Produits de la Ruche

La composition du Miel

Il est constitué principalement de glucides en grande quantité (78 à 80 %) représentés essentiellement par du fructose (38 %), glucose (31 %) mais aussi par du maltose, du saccharose (en petite quantité) et d’autres polysaccarides. L’eau est aussi un composant important du miel (17 %).

On trouve aussi :

  • Des protides (1 %) contenant un grand nombre d’acides aminés tels que : l’acide asiatique, glutamique, l’alanine, l’arginine, l’aspargine…
  • Des sels minéraux (0,3 %) composés de plus de d’une trentaine d’éléments comme l’aluminium, l’argent, le chlore, le calcium, le beryllium et le potassium (composants qui se trouvent dans tous les miels).
  • Des acides organiques composés d’acide gluconique, de lipides, des triglycérides, de l’acide gras et des vitamines (B1, B2, B3 appelé aussi PP, B5, B6, C, A, B8, appelé aussi H, B9, D et K).
  • Les facteurs antibiotiques regroupés sous le nom de l’inhibine
  • Des enzymes qui ont un rôle important dans la fabrication du miel. Les principales sont la gluco-oxydase, glucose-invertase, amylase-alpha et amylase-bêta.

Il renferme ainsi des vitamines, des minéraux, des protéines.

Le Miel : nectar des fleurs et miellat des arbres

Les abeilles de plus de 21 jours sont chargées de la récolte du nectar des fleurs. Les fleurs produisent ce liquide sucré pour attirer les insectes afin que ces derniers, en passant de fleur en fleur, les pollinisent. L’abeille stocke le nectar dans son jabot, environ 5 mg, ce qui représente la visite de nombreuses fleurs.

Quand la butineuse est de retour à la ruche elle régurgite le nectar de son jabot. De jeunes ouvrières l’ingurgitent à leur tour pour ensuite aller le déposer dans des cellules ou le transmettre à d’autres abeilles. Ce transfert du nectar d’abeille en abeille s’appelle la trophallaxie. Même une fois déposé dans une alvéole le nectar est repris et régurgité par les abeilles. Cette transmission de jabot en jabot est fondamentale dans la transformation du nectar en miel. En effet, dans le jabot de l’abeille se trouvent des enzymes qui catalysent la transformation des sucres. Par exemple le saccharose (sucre complexe) est décomposé en fructose et glucose (sucres simples).

Le nectar collecté sur les fleurs contient 80 % d’eau.
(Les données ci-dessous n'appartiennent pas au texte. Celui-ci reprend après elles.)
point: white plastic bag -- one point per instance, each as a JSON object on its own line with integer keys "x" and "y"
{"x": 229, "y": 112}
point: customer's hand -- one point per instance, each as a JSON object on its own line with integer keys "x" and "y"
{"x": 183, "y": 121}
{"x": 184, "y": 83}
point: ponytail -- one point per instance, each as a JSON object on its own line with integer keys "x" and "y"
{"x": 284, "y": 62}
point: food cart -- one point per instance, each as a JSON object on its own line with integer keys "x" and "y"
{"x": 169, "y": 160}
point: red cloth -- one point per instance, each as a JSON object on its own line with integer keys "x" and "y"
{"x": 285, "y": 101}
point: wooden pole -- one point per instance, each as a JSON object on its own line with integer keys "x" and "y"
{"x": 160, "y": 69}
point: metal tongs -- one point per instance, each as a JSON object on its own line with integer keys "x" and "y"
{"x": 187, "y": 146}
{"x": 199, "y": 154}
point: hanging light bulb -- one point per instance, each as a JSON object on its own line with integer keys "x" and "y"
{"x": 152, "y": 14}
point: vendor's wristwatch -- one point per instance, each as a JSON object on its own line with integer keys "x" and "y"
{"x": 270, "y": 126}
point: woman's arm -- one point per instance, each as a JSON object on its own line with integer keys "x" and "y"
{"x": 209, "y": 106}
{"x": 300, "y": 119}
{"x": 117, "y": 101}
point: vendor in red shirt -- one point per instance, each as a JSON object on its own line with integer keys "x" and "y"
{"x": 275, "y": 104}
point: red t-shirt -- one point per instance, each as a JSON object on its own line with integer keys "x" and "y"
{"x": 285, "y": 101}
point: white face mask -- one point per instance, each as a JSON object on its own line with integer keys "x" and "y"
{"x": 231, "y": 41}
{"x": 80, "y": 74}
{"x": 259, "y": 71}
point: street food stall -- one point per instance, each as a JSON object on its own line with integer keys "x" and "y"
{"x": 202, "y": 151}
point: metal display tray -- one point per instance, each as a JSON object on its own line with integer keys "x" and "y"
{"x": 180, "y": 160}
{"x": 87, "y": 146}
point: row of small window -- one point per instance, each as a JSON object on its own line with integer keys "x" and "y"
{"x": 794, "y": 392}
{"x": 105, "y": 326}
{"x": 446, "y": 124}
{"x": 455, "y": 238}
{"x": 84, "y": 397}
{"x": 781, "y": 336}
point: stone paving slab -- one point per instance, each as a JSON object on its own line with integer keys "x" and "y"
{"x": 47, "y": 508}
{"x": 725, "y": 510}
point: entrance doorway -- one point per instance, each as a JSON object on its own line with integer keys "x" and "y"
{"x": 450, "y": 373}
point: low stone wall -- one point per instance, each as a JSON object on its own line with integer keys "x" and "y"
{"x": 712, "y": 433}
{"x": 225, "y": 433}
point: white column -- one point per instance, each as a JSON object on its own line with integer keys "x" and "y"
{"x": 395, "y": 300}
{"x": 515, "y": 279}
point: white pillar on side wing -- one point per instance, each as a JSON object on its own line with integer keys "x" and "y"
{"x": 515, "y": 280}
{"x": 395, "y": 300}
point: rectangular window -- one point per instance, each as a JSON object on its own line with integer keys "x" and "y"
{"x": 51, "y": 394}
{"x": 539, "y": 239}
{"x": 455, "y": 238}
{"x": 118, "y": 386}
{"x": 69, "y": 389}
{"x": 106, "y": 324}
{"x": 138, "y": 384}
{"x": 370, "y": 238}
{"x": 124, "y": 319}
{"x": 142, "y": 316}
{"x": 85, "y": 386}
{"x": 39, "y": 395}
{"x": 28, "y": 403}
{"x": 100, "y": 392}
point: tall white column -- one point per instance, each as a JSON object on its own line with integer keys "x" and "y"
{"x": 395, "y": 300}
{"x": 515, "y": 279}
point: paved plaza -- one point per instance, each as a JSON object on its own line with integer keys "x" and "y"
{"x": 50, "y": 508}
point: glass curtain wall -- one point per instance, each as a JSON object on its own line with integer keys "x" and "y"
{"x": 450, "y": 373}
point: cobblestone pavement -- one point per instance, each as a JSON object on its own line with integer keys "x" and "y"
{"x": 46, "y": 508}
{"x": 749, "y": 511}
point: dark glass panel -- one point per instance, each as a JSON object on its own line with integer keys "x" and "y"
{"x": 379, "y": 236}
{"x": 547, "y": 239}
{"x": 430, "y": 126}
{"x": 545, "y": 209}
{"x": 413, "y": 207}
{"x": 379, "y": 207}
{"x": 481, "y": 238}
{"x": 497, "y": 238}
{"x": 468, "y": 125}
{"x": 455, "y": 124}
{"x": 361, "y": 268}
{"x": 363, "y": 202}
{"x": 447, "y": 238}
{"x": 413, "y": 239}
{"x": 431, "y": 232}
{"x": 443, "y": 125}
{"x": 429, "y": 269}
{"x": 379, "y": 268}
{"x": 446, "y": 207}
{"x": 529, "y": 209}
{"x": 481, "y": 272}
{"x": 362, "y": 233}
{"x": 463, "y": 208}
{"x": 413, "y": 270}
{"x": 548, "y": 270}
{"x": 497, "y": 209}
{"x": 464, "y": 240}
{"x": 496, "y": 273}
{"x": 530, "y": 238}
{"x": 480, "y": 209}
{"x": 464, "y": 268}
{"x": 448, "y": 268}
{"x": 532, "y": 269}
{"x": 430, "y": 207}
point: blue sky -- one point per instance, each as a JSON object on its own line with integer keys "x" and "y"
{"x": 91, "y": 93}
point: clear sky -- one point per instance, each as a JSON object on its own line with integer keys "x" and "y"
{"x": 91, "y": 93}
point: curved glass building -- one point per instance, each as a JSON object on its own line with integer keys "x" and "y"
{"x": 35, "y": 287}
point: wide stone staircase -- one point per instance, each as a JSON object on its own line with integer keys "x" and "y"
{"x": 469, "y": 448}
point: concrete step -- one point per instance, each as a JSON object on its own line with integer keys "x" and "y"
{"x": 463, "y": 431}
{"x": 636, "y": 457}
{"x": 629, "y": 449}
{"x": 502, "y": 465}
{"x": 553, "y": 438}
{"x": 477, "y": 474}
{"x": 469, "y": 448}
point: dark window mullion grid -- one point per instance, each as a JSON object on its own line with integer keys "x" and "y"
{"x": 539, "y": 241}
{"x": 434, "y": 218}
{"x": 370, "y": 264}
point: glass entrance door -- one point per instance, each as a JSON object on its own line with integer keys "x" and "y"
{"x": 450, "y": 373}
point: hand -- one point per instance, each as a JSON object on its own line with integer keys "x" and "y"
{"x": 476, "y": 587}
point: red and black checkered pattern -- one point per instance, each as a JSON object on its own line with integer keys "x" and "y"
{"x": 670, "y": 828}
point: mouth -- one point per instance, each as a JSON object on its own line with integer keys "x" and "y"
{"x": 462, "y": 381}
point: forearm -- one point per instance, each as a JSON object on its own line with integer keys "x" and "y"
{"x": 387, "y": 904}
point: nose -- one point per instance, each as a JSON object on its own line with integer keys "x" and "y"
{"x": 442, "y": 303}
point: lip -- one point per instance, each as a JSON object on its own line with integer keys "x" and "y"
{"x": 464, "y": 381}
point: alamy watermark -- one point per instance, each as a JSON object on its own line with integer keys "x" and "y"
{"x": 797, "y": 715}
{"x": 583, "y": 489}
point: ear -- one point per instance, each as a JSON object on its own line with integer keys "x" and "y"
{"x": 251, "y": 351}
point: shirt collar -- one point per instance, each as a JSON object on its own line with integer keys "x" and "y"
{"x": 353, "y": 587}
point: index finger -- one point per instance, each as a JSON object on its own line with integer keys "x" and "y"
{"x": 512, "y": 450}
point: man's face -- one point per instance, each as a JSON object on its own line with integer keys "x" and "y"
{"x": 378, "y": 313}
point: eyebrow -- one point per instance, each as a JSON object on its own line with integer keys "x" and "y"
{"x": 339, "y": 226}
Une cellule contenant du nectar va rester ouverte jusqu’à ce que la proportion d’eau passe en dessous de 20 %. Les abeilles chauffent et aèrent la ruche afin de garantir cette évaporation. Quand une cellule est suffisamment concentrée en sucres (donc pauvre en eau) l’abeille ferme l’alvéole avec une fine pellicule de cire que l’on appelle opercule.

Le miel de Miellat

Le miellat est un liquide incolore gluant et sucré. C’est le produit final de la digestion de la sève de l’arbre par des pucerons (autrement dit c’est de l’excrément des pucerons). En général il y a indiqué « miel de sapin » ou « miel de forêt ». Les miels de miellat ont une couleur plus sombre.

Ces pucerons se trouvent sur des résineux tels que pin, sapin, épicéa et mélèze ou sur des feuillus tels que chêne, tilleul, châtaignier, peuplier, saule, érable … De nombreux autres insectes profitent du miellat des pucerons, en particulier les fourmis.

Une propriété diététique importante du miel est qu’il est assimilé plus vite par notre organisme que le sucre blanc car le miel est déjà en grande partie hydrolysé en fructose et glucose. Et une autre propriété très importante :  le miel, c’est bon !

Propriétés générales des miels

  • Anti-bactérien, pH acide du miel
  • Anti-inflammatoire, anti-oxydant
  • Stimulant de la cicatrisation, effet hygroscopique
  • Débridant (relative humidité)
  • Adoucissant

Le miel apporte des glucides, le pollen des protéines.

Propriétés spécifiques

Digestion et constipation : Le miel est beaucoup plus digeste que le sucre car il contient très peu de saccharose. Sa digestion est facile et rapide. Il est parfois conseillé à ceux qui sont sujets aux troubles digestifs de remplacer le sucre par le miel, en particulier pour les personnes constipées.

Mal de gorge, le rhume : Le miel est efficace, il peut être aussi utilisé en gargarisme pour la gorge, calmant.

La sinusite : Le miel pourrait aider à combattre la sinusite.

L’endormissement : Le miel est un produit calmant que l’on peut prendre le soir avant de se coucher, à la cuillère ou dans une tisane.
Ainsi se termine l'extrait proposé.